Shoulder/Rotator Cuff: Stay in the Paddlers’ Box! Keep your hands in the plane of your shoulders. Use torso rotations to reach to the side or behind you. If you are having trouble with your roll NEVER push off with your paddle against the bottom of the lake, river, pool, etc. unless you really want a bicep tear or dislocated shoulder!

Friction Blister: Wear paddling gloves or use waterproof Band-Aids and duct tape over sensitive areas. Remove grit, sand, and other debris from your paddle shaft. Check that other gear (such as spray skirts) aren’t chafing anywhere when you paddle.

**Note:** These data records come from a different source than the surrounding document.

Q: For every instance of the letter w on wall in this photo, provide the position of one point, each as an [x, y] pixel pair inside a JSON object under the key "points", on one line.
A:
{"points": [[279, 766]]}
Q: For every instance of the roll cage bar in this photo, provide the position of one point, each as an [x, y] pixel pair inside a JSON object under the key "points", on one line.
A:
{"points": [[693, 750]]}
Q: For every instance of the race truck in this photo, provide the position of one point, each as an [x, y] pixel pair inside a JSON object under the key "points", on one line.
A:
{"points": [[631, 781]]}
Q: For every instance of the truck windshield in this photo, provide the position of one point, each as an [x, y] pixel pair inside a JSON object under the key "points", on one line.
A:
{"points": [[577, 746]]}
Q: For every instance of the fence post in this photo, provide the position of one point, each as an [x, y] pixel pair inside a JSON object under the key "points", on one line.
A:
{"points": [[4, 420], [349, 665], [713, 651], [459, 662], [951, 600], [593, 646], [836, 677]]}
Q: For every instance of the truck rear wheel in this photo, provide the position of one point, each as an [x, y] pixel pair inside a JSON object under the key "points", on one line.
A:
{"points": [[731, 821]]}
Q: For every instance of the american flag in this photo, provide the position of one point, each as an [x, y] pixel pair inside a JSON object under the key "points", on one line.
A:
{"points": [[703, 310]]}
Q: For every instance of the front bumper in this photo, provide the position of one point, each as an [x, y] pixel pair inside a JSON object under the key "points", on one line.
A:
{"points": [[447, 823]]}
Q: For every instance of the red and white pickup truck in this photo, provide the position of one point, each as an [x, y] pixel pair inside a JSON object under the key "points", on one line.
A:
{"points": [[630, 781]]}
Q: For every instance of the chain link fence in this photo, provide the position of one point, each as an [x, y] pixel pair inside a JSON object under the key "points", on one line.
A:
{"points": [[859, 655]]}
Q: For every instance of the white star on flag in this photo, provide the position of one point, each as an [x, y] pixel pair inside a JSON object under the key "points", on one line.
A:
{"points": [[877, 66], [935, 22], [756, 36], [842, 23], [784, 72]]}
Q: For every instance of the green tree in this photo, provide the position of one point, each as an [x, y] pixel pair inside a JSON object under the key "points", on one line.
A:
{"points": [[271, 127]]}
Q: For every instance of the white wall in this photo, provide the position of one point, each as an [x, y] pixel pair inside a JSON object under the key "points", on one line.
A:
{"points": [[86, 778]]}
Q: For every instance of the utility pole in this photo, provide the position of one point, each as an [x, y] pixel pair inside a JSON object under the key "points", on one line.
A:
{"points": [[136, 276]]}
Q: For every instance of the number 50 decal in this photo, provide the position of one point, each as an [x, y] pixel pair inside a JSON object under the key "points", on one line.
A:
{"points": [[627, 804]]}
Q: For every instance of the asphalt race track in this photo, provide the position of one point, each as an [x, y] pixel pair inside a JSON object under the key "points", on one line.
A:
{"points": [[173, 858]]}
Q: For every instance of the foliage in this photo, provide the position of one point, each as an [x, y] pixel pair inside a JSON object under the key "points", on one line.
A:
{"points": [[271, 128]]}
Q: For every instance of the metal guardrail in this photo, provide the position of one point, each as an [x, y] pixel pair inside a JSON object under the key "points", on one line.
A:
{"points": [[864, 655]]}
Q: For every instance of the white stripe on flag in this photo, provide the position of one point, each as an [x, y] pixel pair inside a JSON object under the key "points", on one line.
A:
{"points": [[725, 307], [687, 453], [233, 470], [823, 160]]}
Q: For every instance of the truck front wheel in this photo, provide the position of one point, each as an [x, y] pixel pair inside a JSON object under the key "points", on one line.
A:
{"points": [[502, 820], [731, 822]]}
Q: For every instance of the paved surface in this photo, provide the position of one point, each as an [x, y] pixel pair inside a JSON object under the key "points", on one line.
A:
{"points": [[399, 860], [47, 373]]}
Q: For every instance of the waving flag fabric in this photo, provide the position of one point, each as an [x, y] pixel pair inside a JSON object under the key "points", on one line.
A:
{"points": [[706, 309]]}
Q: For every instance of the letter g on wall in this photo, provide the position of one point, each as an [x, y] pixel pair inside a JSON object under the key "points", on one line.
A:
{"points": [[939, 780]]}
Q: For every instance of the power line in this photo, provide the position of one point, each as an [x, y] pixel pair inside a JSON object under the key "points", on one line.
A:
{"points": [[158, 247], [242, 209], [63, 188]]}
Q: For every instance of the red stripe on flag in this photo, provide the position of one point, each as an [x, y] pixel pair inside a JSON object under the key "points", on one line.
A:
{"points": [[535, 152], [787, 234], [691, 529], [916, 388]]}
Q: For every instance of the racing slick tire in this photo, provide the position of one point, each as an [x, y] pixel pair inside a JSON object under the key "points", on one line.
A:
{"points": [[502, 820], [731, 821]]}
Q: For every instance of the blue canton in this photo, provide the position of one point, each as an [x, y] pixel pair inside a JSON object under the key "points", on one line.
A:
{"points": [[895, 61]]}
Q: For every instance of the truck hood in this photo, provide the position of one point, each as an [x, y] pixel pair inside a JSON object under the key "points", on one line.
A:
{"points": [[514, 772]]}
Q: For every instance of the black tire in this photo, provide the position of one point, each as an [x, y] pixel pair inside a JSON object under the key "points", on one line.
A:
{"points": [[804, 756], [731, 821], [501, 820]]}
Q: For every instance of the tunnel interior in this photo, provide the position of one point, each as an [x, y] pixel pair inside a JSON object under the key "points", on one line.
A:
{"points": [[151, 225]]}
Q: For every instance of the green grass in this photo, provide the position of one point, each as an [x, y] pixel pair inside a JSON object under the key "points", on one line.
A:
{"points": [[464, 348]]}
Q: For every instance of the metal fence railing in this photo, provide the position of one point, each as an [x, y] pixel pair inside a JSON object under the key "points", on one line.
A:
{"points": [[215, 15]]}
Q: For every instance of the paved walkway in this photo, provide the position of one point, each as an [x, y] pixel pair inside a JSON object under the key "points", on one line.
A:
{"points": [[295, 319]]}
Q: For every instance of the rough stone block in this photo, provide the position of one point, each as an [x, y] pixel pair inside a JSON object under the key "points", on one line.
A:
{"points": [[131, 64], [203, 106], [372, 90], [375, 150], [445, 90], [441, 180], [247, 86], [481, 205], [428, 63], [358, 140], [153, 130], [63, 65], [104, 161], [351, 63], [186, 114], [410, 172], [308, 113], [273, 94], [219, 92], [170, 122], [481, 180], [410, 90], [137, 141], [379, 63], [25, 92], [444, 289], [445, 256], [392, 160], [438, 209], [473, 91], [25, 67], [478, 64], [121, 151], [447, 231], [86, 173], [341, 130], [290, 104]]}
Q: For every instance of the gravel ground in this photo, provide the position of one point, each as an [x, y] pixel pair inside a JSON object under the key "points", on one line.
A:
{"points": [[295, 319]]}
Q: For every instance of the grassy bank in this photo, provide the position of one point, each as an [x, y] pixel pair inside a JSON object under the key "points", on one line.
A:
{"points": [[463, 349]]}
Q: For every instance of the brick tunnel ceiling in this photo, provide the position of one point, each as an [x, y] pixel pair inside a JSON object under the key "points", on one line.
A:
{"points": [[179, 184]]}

Slip/Fall/Trip: Wear good non-slip booties or shoes designed for paddling and walking on slippery surfaces. Use extendable hiking poles for balance on uneven ground. Do not lay your paddle on the ground or against the side of your kayak where they might be tripped over. Place your paddle inside the cockpit when your boat is on the beach.

Humboldt County, Trinidad Lighthouse, Kayak fishing, Casey Allen,
Fishing under the lighthouse on Trinidad Head. Photo by Casey Allen

Lower Back: Learn to use good lifting technique and the “gorilla stance.” When lifting keep your hands close to your body and your knees over your ankles (good yoga posture), use leverage, keep your head up, and your butt out. Bend at the knees. Use major large muscles like gluteus maximus and quadriceps. Do not turn your torso while lifting or carrying. When buddy-carrying a kayak, make sure each person is ready to lift then do so on the count of three. While paddling you need good back and under-thigh supports.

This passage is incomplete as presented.